The Relatives’ Education And Coping Toolkit (REACT) study evaluated the effectiveness, acceptability, and feasibility of this type of intervention, using five outcome measures, in 103 partners, relatives, and close friends of people being treated for new-onset psychosis. Participants were randomized to receive treatment as usual (TAU), a support-program policy outlined by the UK National Health Service, or TAU plus the REACT intervention (supported by a trained services worker).
Writing in TheBritish Journal of Psychiatry, Fiona Lobban (Lancaster University, UK) and colleagues report that, at 6 months of follow-up, those who received the REACT intervention had “greater reduction in distress, negative experiences of caregiving, and concern about psychosis, along with increased positive experiences of caregiving, carer well-being and support, and perceived ability to cope.”
However, the only significant differences between the two groups were in terms of distress reduction and increases in perceived coping and sense of support.
Those in the TAU group rated their satisfaction with the program and the amount of support they received. While 64% were mostly or very satisfied overall, ratings were low for practical support (eg, with finances) and stress management advice.
Lobban and colleagues note that overall support varied considerably among the participants. However, “[t]his study is too small to examine quantitatively the role of the support and whether there is a minimum amount of support required for the toolkit to be effective. Indeed, it is possible that the support rather than the toolkit is the essential component.”
As well, the cost-effectiveness of REACT was not evaluated. However, it is intended to be a low-intensity program.
REACT has 13 modules designed to be used flexibly to suit the needs of the relative or caregiver. The modules are relatively short, and include case studies and links to outside resources.

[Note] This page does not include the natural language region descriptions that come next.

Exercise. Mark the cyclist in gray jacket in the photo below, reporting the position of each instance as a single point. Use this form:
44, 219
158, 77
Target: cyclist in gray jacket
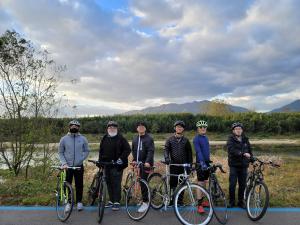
73, 150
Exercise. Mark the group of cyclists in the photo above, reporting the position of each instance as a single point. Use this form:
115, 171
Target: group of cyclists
74, 149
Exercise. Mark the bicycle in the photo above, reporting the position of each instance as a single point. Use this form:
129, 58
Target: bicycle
98, 187
184, 197
219, 203
137, 193
256, 193
64, 195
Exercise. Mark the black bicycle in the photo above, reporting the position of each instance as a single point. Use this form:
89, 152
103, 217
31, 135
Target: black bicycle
256, 192
217, 195
98, 187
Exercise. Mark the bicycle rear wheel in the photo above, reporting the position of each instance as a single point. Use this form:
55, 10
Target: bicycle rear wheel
158, 188
64, 201
138, 200
128, 182
257, 201
101, 200
248, 186
93, 191
186, 205
218, 200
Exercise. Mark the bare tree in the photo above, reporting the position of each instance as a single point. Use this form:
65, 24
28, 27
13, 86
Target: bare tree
27, 92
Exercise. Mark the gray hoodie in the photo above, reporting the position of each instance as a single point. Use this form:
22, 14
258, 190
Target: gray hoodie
73, 149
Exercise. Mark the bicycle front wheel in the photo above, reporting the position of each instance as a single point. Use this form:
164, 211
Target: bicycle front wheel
64, 201
101, 200
138, 200
218, 200
186, 205
257, 201
93, 191
158, 188
248, 186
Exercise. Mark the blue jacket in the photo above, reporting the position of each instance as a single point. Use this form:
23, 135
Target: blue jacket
73, 149
201, 145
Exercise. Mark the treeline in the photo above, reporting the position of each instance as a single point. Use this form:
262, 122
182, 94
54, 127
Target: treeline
277, 123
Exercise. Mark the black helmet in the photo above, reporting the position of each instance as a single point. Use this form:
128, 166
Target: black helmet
180, 123
237, 124
112, 124
141, 123
74, 122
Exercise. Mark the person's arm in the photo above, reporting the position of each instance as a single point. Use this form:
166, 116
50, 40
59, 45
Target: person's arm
188, 148
167, 150
199, 155
100, 150
61, 151
126, 150
86, 149
249, 148
231, 149
133, 150
150, 152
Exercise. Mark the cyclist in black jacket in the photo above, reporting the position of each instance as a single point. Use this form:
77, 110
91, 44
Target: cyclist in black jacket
143, 151
114, 147
178, 150
239, 154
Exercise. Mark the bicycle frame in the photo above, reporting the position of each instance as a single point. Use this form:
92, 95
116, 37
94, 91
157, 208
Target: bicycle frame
182, 180
62, 176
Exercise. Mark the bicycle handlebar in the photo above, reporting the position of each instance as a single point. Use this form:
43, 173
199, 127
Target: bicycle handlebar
69, 167
101, 163
271, 163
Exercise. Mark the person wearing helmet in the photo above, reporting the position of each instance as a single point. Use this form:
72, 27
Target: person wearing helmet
143, 151
73, 150
201, 145
239, 154
114, 147
177, 150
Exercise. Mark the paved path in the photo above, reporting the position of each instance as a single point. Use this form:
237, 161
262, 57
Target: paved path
47, 216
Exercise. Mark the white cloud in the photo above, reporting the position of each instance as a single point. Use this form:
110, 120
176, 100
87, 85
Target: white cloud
164, 51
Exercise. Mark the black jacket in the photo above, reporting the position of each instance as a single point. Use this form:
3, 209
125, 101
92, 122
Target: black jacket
146, 151
178, 150
122, 150
236, 149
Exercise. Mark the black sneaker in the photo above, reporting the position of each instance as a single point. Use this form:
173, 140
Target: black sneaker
242, 205
231, 205
109, 204
116, 206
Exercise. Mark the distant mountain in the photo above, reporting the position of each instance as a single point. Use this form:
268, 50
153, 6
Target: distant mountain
292, 107
190, 107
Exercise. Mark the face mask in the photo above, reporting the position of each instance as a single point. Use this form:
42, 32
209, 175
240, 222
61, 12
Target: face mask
112, 134
73, 130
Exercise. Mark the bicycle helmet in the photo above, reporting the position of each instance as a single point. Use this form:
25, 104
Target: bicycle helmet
201, 123
74, 122
112, 124
237, 124
141, 123
180, 123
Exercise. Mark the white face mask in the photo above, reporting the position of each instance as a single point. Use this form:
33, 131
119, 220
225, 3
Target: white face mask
112, 134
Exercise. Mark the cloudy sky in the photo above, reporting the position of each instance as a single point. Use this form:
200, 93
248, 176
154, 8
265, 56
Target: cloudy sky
124, 55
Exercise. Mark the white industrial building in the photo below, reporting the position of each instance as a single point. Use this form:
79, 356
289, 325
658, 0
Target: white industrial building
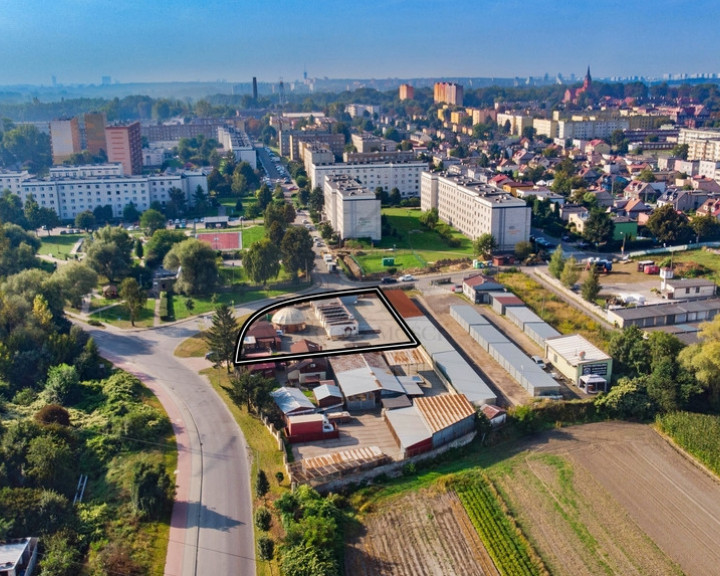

Future iterations of REACT could include peer support, specific elements geared towards minority populations, and more online tools, the researchers suggest.
They also recommend that a larger trial be conducted “to reliably assess the clinical and cost-effectiveness of the REACT intervention. This study should focus on long- as well as short-term outcomes and further attempt to identify the contribution of the toolkit and support in determining outcome.”